Cesare Battisti já está em Roma. O ex-ativista da extrema-esquerda italiana, condenado a prisão perpétua no seu país por quatro assassinatos, no final da década de 1970, tinha sido detido, no sábado, e no âmbito de uma operação internacional, pelas autoridades bolivianas. Battisti, que nega as acusações de que é alvo e diz-se vítima de perseguição política, foi capturado em Santa Cruz de La Sierra, uma das principais cidades do país da América Latina.

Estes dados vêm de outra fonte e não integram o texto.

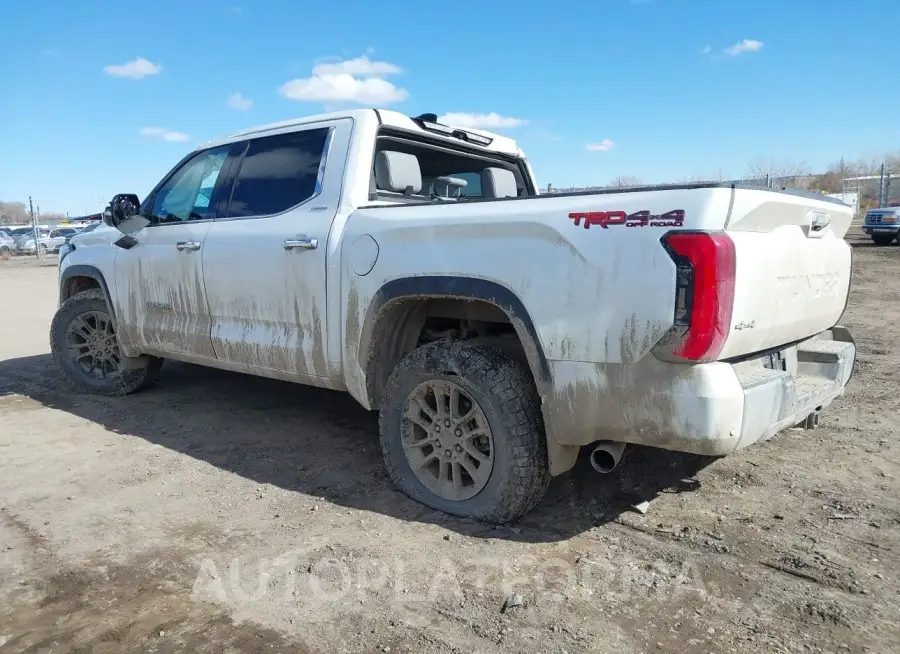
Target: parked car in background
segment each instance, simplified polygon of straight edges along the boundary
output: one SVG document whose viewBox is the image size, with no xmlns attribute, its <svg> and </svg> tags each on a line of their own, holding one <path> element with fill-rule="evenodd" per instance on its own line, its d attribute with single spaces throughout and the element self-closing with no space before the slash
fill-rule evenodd
<svg viewBox="0 0 900 654">
<path fill-rule="evenodd" d="M 41 230 L 38 236 L 37 248 L 41 252 L 59 252 L 59 246 L 65 244 L 66 238 L 74 236 L 76 233 L 77 231 L 71 227 L 52 229 L 46 234 Z M 34 254 L 34 251 L 34 236 L 25 236 L 16 242 L 16 252 L 18 254 Z"/>
<path fill-rule="evenodd" d="M 9 235 L 14 241 L 18 241 L 23 236 L 34 236 L 34 228 L 31 225 L 26 227 L 15 227 L 9 231 Z"/>
<path fill-rule="evenodd" d="M 872 237 L 875 245 L 890 245 L 900 234 L 900 207 L 869 209 L 863 231 Z"/>
<path fill-rule="evenodd" d="M 38 233 L 39 238 L 44 238 L 44 237 L 50 235 L 50 230 L 45 227 L 38 228 L 37 233 Z M 28 240 L 32 240 L 32 241 L 34 240 L 34 229 L 32 229 L 31 227 L 28 227 L 28 228 L 23 228 L 21 230 L 16 230 L 16 233 L 14 233 L 12 235 L 12 237 L 13 237 L 13 240 L 16 242 L 16 250 L 18 251 L 20 243 L 24 243 L 25 241 L 28 241 Z"/>
<path fill-rule="evenodd" d="M 66 237 L 66 243 L 68 244 L 68 242 L 72 240 L 73 236 L 78 236 L 79 234 L 88 234 L 88 233 L 94 231 L 95 229 L 97 229 L 102 224 L 103 223 L 91 223 L 90 225 L 86 225 L 81 228 L 76 228 L 74 234 L 70 234 L 69 236 Z"/>
<path fill-rule="evenodd" d="M 8 232 L 0 230 L 0 254 L 9 254 L 15 247 L 15 239 Z"/>
</svg>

O Primeiro-ministro italiano tinha-se congratulado, através das redes sociais, com a captura de Battisti.

Também o Presidente do país mostrou satisfeito com a detenção pela qual se aguardava há algum tempo.

Battisti estava no Brasil até um ministro ter decidido a sua prisão, em meados de dezembro, e Michel Temer ter autorizado a sua extradição. Também através das redes sociais o filho do presidente Jair Bolsonaro reagiu dizendo que o Brasil já não é casa do bandido.

Os familiares das vítimas mostram-se também aliviados com este desfecho. Andrea Sabadin, filho de um dos assassinados, diz que se fecha um capítulo 40 anos depois. Acrescenta que foram anos muito dolorosos já que a trágica morte lhes era recordada constantemente.

Battisti andou foragido durante 30 anos. Viveu no México e França. Chegou ao Brasil em 2004. Foi preso três anos depois. Em 2009, o Supremo Tribunal Federal autorizou a sua extradição, decisão não vinculativa que permitiu ao então presidente Luiz Inácio Lula da Silva negá-la no último dia do seu segundo mandato, em 2010.